Marriage equality was legalized by popular vote in 2015, and Ireland has some of the most progressive legislation on transgender rights in the world. Yet legal abortion has been the third rail of Irish politics for so long.

The international perception of Ireland also at times languishes in the past.

Generalizations of a conservative, Catholic, Atlantic outpost, are not without merit, when considering the country's reluctance to provide the type of reproductive health care that many other nations don't even bother debating anymore.

Yet there is also a frustration in Ireland about the tweeness that colors global assumptions about the country.

As the international media descends this week on Dublin -- a cosmopolitan city home to the European headquarters of so many tech companies -- that perception rears its head again.

How can a country legalize gay marriage but not abortion? How can Irish people say the Catholic Church has lost its moral authority and power while Irish women still can't access basic health care?

The answer lies in a complex legacy of control and oppression of women that is as off-putting to many Irish women as it is to their global sisters.

In the aftermath of the marriage referendum, the country seized a progressive energy, and a newly politicized generation began to challenge something that 35 years of activism failed to dismantle.

Across the country, the mobilization of canvassers and grassroots activists advocating for a Yes vote has been phenomenal.

They have been contending with a No campaign that holds on to that old Ireland, one where Catholic dogma is viewed as a positive force and our status as a place where women cannot access abortion is praised as special.

The practicalities of illegal abortion are stark. On average, nine women travel from Ireland every day to Britain in order to have an abortion.

An estimated three women a day take abortion pills, bought illegally online, without medical supervision. But the shame and stigma that surrounded such a culture has been broken.

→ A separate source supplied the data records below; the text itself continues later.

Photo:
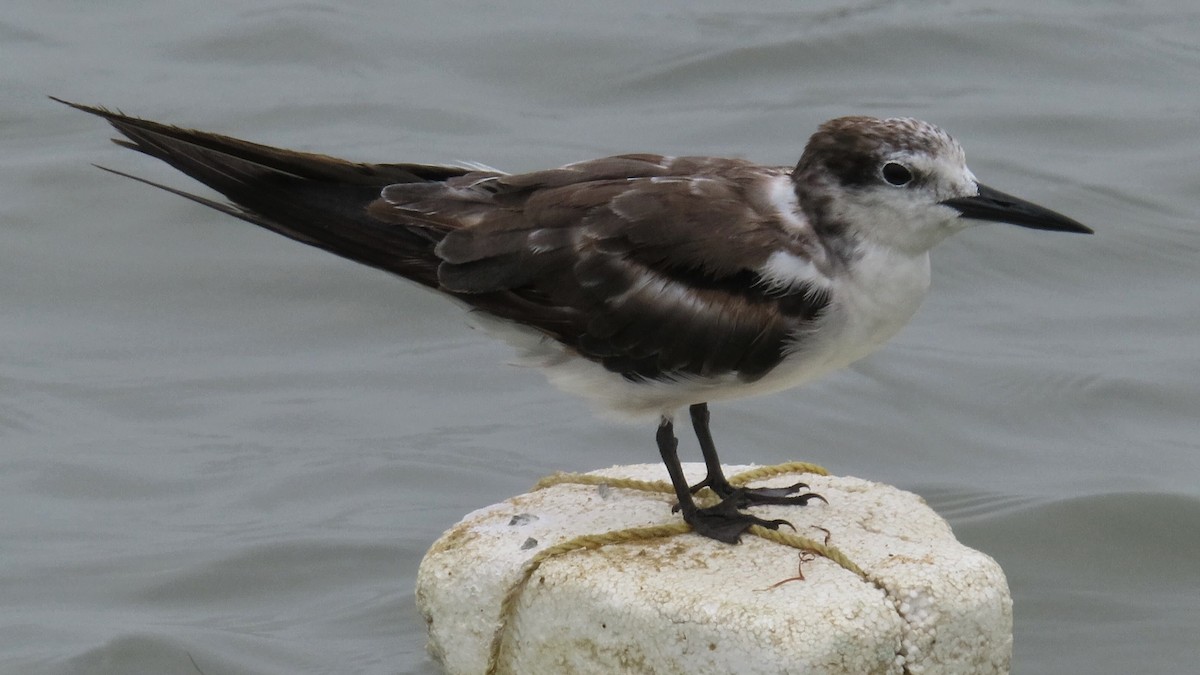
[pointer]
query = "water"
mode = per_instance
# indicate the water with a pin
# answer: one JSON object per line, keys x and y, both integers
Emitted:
{"x": 221, "y": 447}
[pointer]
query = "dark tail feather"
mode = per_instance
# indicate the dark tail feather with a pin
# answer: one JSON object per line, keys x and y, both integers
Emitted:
{"x": 312, "y": 198}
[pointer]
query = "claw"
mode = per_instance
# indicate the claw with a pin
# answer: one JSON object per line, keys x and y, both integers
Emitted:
{"x": 725, "y": 523}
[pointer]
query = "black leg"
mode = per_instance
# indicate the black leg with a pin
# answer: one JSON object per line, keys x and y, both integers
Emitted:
{"x": 723, "y": 521}
{"x": 717, "y": 482}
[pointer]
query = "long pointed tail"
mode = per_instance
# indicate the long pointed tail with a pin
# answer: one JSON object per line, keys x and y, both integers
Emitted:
{"x": 312, "y": 198}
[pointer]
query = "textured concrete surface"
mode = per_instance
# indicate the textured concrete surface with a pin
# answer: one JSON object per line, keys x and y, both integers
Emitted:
{"x": 690, "y": 604}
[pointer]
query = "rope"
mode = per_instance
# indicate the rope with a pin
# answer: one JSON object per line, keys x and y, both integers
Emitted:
{"x": 589, "y": 542}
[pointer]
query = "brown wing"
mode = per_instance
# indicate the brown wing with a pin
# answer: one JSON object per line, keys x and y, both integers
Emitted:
{"x": 646, "y": 264}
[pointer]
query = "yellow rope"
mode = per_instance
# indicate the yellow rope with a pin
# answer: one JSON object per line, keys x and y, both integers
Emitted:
{"x": 588, "y": 542}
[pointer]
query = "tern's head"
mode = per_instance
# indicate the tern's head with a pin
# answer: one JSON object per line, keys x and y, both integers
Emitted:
{"x": 903, "y": 183}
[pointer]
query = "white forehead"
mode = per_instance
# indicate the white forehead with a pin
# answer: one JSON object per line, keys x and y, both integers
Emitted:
{"x": 930, "y": 150}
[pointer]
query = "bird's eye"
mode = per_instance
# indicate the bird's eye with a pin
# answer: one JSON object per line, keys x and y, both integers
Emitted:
{"x": 897, "y": 174}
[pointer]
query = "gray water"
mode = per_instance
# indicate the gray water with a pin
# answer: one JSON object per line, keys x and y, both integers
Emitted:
{"x": 225, "y": 452}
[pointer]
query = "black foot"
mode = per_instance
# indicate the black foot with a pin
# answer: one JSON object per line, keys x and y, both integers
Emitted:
{"x": 749, "y": 496}
{"x": 725, "y": 523}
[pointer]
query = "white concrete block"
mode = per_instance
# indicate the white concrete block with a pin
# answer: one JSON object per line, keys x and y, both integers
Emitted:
{"x": 693, "y": 605}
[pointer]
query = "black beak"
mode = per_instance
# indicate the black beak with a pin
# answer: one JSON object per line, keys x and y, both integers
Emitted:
{"x": 997, "y": 207}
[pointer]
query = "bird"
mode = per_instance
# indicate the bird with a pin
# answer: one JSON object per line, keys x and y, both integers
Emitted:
{"x": 643, "y": 282}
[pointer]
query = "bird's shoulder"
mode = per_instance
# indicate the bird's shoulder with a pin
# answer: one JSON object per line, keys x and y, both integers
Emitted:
{"x": 653, "y": 266}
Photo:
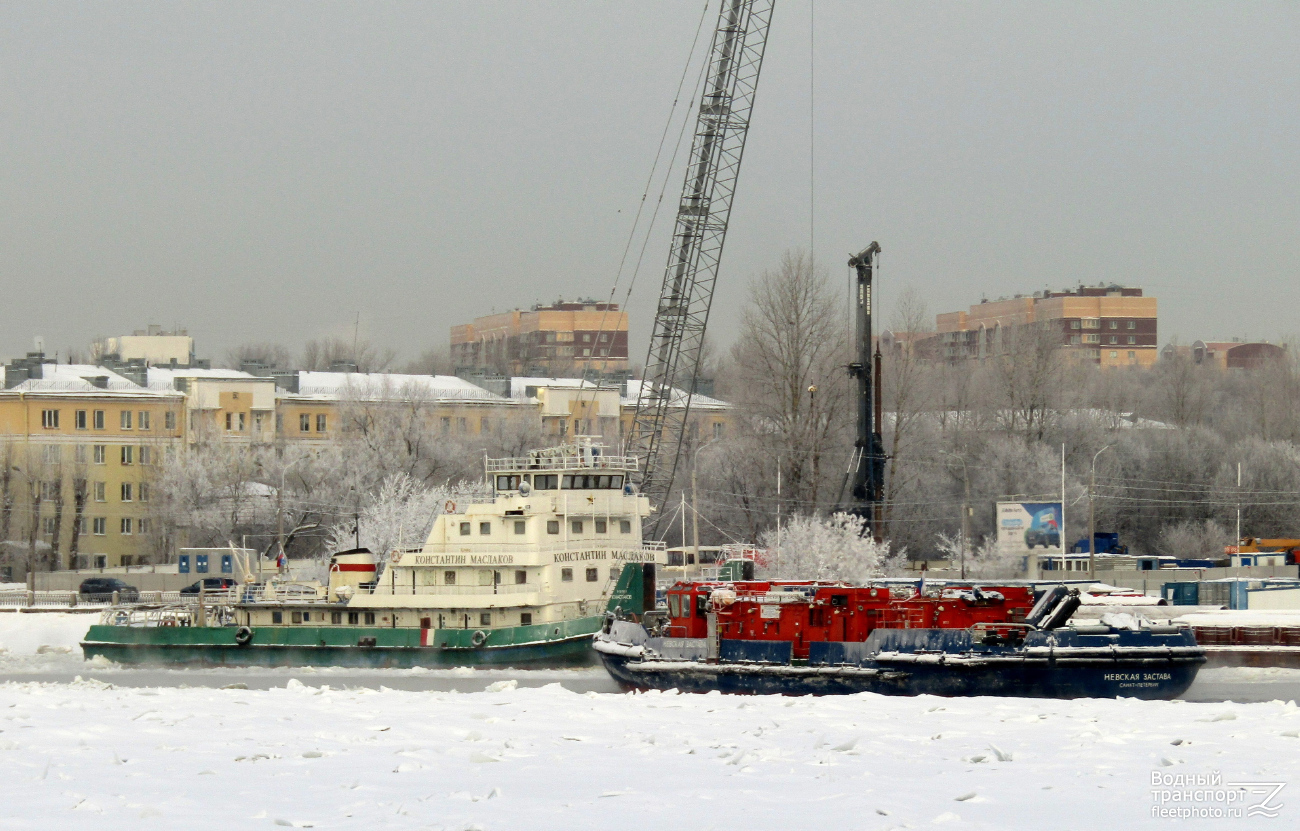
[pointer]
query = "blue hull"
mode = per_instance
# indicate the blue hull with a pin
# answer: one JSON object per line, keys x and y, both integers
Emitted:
{"x": 939, "y": 662}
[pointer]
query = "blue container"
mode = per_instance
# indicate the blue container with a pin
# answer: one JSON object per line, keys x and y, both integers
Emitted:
{"x": 1181, "y": 593}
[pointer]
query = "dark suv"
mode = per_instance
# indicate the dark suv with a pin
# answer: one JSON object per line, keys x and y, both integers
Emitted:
{"x": 100, "y": 589}
{"x": 209, "y": 584}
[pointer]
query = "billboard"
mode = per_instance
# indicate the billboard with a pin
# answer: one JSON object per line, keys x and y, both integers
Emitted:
{"x": 1027, "y": 527}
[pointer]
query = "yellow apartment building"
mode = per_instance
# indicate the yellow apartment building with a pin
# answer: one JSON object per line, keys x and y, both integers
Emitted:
{"x": 82, "y": 449}
{"x": 1108, "y": 325}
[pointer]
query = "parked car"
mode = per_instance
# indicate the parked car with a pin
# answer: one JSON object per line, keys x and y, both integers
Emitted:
{"x": 102, "y": 589}
{"x": 209, "y": 584}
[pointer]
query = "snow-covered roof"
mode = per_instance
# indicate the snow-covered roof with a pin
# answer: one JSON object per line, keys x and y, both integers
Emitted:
{"x": 388, "y": 386}
{"x": 519, "y": 389}
{"x": 165, "y": 377}
{"x": 64, "y": 379}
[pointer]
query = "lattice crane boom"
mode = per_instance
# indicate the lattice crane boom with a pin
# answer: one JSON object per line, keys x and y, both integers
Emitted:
{"x": 722, "y": 124}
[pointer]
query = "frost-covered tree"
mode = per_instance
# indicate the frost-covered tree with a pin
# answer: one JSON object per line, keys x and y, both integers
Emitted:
{"x": 827, "y": 548}
{"x": 398, "y": 516}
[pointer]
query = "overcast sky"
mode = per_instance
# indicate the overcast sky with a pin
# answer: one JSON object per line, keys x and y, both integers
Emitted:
{"x": 267, "y": 172}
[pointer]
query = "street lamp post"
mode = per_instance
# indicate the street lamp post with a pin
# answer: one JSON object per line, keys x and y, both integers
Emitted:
{"x": 966, "y": 509}
{"x": 1092, "y": 515}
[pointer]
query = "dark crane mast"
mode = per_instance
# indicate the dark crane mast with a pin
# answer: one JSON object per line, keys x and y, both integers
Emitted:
{"x": 672, "y": 363}
{"x": 869, "y": 457}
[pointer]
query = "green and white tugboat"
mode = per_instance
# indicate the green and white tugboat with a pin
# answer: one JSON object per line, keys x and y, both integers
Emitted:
{"x": 523, "y": 575}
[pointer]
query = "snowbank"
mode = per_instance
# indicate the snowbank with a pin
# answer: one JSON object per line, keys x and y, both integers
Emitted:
{"x": 91, "y": 756}
{"x": 24, "y": 633}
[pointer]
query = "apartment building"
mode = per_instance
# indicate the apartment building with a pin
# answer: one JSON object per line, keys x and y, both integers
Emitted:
{"x": 560, "y": 338}
{"x": 82, "y": 449}
{"x": 1109, "y": 325}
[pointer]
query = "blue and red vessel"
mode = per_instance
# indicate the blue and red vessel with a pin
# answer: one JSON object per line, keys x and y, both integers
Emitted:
{"x": 806, "y": 637}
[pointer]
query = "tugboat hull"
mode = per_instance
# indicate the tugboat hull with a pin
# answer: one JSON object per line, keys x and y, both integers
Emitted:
{"x": 935, "y": 662}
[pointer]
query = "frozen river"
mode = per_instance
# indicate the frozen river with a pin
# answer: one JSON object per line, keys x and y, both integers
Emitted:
{"x": 506, "y": 749}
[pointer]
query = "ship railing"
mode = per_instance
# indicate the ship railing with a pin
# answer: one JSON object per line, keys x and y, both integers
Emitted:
{"x": 525, "y": 464}
{"x": 502, "y": 588}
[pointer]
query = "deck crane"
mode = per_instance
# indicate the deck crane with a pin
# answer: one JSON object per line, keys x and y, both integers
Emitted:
{"x": 713, "y": 171}
{"x": 869, "y": 455}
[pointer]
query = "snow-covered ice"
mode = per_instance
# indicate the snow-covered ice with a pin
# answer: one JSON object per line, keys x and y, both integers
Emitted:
{"x": 306, "y": 753}
{"x": 92, "y": 756}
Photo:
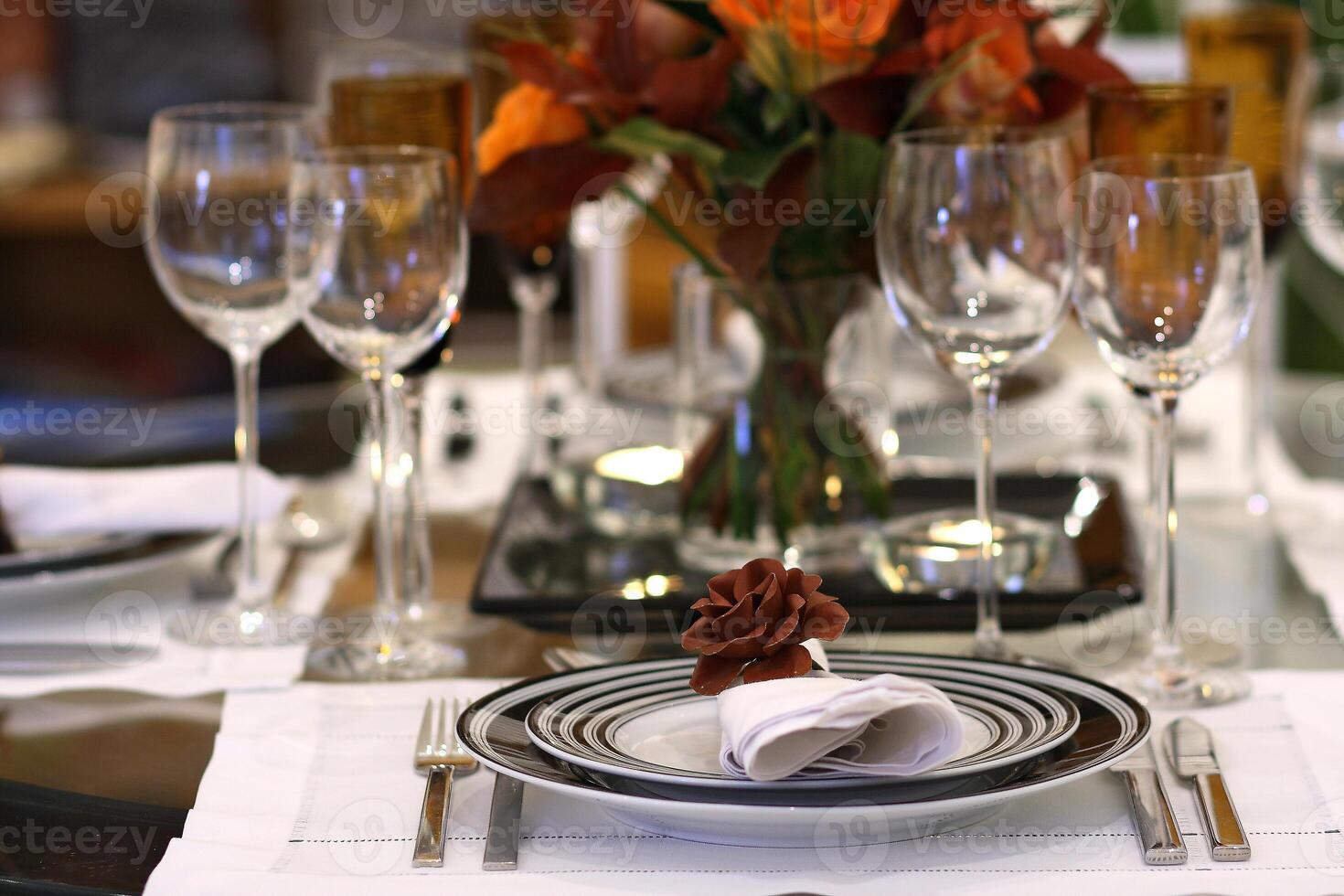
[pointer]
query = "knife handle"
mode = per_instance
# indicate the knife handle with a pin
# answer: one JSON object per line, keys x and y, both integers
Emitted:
{"x": 1155, "y": 822}
{"x": 1224, "y": 827}
{"x": 429, "y": 840}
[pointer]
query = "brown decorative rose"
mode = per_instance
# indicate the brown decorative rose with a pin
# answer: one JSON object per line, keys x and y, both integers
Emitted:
{"x": 754, "y": 623}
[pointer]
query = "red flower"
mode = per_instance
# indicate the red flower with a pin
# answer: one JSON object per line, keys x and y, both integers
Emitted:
{"x": 754, "y": 624}
{"x": 992, "y": 85}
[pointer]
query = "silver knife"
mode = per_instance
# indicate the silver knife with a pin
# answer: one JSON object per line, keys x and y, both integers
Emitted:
{"x": 58, "y": 658}
{"x": 1191, "y": 750}
{"x": 503, "y": 832}
{"x": 1155, "y": 822}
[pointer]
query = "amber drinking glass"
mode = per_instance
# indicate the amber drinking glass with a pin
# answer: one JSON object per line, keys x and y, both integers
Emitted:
{"x": 431, "y": 109}
{"x": 1254, "y": 51}
{"x": 1146, "y": 119}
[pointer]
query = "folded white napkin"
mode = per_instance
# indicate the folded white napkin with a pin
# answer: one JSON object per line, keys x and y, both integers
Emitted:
{"x": 48, "y": 501}
{"x": 823, "y": 726}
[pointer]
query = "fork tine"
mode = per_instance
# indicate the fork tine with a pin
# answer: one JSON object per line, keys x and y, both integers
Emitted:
{"x": 422, "y": 741}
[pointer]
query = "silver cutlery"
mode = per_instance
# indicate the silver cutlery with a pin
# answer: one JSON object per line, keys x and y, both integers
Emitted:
{"x": 502, "y": 837}
{"x": 59, "y": 658}
{"x": 503, "y": 833}
{"x": 1155, "y": 822}
{"x": 438, "y": 759}
{"x": 1191, "y": 750}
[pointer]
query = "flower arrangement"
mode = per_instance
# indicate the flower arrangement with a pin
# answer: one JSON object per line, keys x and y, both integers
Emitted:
{"x": 765, "y": 105}
{"x": 766, "y": 98}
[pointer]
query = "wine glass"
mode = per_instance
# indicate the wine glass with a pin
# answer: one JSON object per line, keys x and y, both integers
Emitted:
{"x": 1168, "y": 263}
{"x": 974, "y": 260}
{"x": 1316, "y": 162}
{"x": 377, "y": 262}
{"x": 222, "y": 177}
{"x": 532, "y": 262}
{"x": 417, "y": 100}
{"x": 1254, "y": 48}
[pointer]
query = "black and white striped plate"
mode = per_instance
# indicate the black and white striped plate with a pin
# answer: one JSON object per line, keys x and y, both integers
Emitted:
{"x": 651, "y": 726}
{"x": 1112, "y": 726}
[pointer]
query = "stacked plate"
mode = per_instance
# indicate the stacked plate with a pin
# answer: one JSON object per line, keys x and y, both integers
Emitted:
{"x": 89, "y": 560}
{"x": 637, "y": 741}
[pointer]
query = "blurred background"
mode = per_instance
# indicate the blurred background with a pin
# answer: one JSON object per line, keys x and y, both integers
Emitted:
{"x": 77, "y": 91}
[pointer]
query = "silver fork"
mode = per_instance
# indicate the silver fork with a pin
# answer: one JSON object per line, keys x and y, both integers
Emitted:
{"x": 438, "y": 759}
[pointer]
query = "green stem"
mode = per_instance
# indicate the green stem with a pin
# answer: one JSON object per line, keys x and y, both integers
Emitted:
{"x": 677, "y": 235}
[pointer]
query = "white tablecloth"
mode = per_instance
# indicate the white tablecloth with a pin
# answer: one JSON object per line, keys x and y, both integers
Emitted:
{"x": 312, "y": 790}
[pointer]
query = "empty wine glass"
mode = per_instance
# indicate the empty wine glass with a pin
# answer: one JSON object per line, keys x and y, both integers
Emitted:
{"x": 375, "y": 261}
{"x": 1168, "y": 263}
{"x": 1316, "y": 163}
{"x": 220, "y": 203}
{"x": 974, "y": 260}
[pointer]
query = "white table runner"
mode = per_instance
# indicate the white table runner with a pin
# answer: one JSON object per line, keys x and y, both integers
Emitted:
{"x": 311, "y": 790}
{"x": 134, "y": 614}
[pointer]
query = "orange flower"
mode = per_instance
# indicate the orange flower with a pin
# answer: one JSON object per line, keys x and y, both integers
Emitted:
{"x": 992, "y": 86}
{"x": 527, "y": 116}
{"x": 803, "y": 45}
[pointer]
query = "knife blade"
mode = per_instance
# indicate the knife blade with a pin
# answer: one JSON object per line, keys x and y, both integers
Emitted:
{"x": 1191, "y": 750}
{"x": 503, "y": 835}
{"x": 1155, "y": 822}
{"x": 58, "y": 658}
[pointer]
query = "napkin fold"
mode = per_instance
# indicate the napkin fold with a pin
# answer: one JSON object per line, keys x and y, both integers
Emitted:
{"x": 53, "y": 501}
{"x": 823, "y": 726}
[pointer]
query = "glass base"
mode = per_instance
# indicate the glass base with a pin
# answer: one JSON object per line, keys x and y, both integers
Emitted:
{"x": 1183, "y": 686}
{"x": 995, "y": 649}
{"x": 233, "y": 624}
{"x": 409, "y": 660}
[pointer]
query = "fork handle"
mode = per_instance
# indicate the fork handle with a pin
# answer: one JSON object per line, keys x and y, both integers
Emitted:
{"x": 429, "y": 842}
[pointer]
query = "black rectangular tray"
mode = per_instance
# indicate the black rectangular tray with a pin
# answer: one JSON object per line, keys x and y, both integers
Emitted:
{"x": 545, "y": 564}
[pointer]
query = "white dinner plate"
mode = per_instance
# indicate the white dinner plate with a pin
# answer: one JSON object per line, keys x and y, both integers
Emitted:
{"x": 651, "y": 726}
{"x": 86, "y": 567}
{"x": 1113, "y": 724}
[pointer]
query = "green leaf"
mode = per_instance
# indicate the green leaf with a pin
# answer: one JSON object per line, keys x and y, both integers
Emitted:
{"x": 755, "y": 166}
{"x": 855, "y": 165}
{"x": 952, "y": 66}
{"x": 777, "y": 109}
{"x": 644, "y": 139}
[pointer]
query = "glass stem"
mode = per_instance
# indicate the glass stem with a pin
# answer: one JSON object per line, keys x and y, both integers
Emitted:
{"x": 1161, "y": 572}
{"x": 388, "y": 606}
{"x": 417, "y": 560}
{"x": 535, "y": 295}
{"x": 988, "y": 632}
{"x": 249, "y": 592}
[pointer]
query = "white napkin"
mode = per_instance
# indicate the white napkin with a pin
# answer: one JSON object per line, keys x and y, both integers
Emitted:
{"x": 48, "y": 501}
{"x": 823, "y": 726}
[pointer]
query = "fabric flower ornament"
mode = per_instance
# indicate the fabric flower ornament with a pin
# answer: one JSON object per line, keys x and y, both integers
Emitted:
{"x": 801, "y": 45}
{"x": 754, "y": 624}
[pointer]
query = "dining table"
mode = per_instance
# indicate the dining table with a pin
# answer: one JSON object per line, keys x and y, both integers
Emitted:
{"x": 103, "y": 779}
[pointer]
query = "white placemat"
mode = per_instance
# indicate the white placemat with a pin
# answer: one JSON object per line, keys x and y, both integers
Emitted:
{"x": 131, "y": 615}
{"x": 311, "y": 790}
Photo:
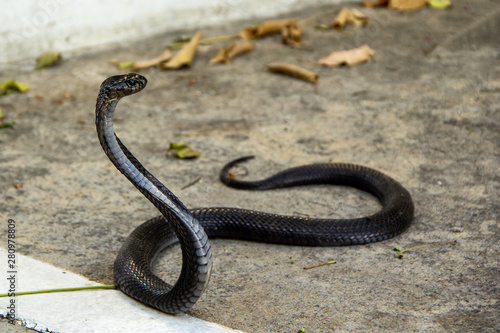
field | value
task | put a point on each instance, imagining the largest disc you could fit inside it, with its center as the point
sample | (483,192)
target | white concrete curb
(88,310)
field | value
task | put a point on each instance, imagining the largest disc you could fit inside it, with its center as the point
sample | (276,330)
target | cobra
(193,228)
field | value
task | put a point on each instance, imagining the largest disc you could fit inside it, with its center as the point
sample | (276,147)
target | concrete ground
(426,111)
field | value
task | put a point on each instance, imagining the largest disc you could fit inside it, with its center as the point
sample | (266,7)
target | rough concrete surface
(425,110)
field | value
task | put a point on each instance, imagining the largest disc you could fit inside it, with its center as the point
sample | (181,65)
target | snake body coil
(192,228)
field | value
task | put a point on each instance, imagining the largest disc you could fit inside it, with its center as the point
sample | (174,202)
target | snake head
(119,86)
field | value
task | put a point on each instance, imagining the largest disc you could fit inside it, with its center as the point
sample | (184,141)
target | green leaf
(182,150)
(48,59)
(7,87)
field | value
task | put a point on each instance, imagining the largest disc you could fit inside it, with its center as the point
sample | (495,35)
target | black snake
(193,227)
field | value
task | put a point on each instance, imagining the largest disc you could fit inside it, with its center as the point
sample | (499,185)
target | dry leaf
(136,65)
(294,71)
(407,4)
(185,56)
(266,28)
(439,4)
(291,35)
(350,15)
(348,57)
(376,3)
(48,59)
(226,54)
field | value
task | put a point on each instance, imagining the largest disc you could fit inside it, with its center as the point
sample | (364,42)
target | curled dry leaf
(407,4)
(48,59)
(348,57)
(291,35)
(185,56)
(439,4)
(375,3)
(350,15)
(266,28)
(294,71)
(226,54)
(136,65)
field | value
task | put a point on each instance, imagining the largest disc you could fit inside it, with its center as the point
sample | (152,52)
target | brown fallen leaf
(291,35)
(376,3)
(348,57)
(137,65)
(266,28)
(185,56)
(226,54)
(407,4)
(294,71)
(350,15)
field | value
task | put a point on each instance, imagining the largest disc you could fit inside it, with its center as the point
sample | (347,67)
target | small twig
(400,253)
(191,184)
(322,264)
(206,41)
(46,291)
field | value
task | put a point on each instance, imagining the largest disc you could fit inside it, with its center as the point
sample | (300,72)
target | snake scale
(192,228)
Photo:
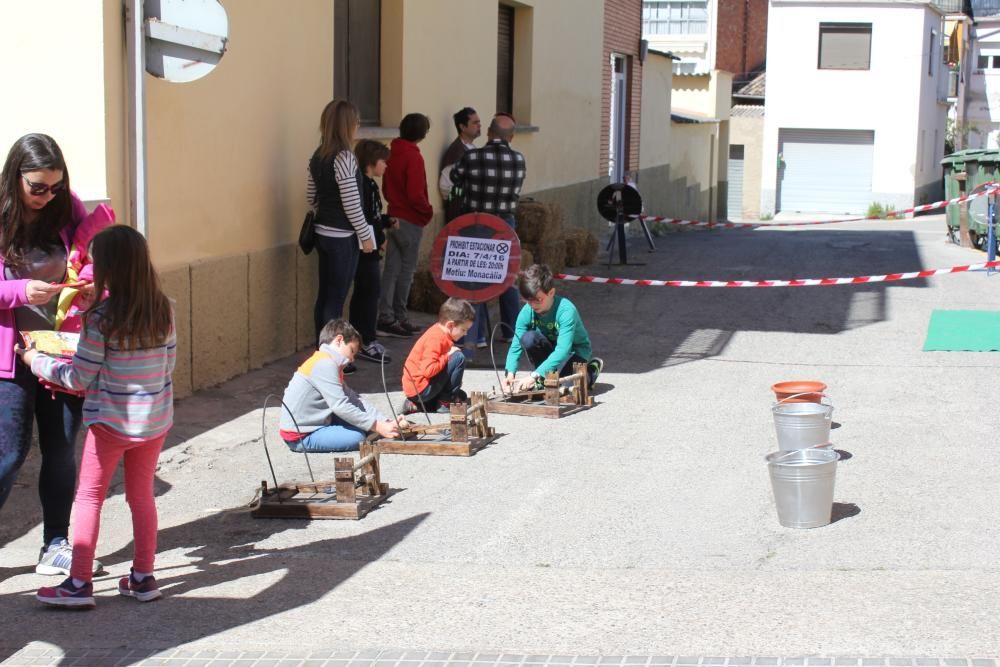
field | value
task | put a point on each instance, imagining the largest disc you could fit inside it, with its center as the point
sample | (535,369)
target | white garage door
(734,203)
(826,171)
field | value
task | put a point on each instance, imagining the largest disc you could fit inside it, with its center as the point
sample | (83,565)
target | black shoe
(409,327)
(374,351)
(394,329)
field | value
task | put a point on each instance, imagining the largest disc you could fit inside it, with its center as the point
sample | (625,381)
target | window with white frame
(675,17)
(845,45)
(988,61)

Over the past few years, women have spoken out about their own experiences of traveling for abortions. Couples have talked about having to travel to England after diagnoses of fatal fetal abnormalities, couriering the remains of their babies home. Such cruelty has shattered the silence this theocratic law depends on.

The vote will be tight. But the resolve to remove the eighth amendment is strong.

In the face of a No campaign that has been emotive to the point of hysterical -- graphic posters shock tourists in the capital -- the Yes campaign has taken on a steely resilience.

With just days to go, a profound change may be about to happen. But more profound will be what that change is actually reflecting: a modern country that seeks to remove shackles that have bound it -- and its women -- for far too long.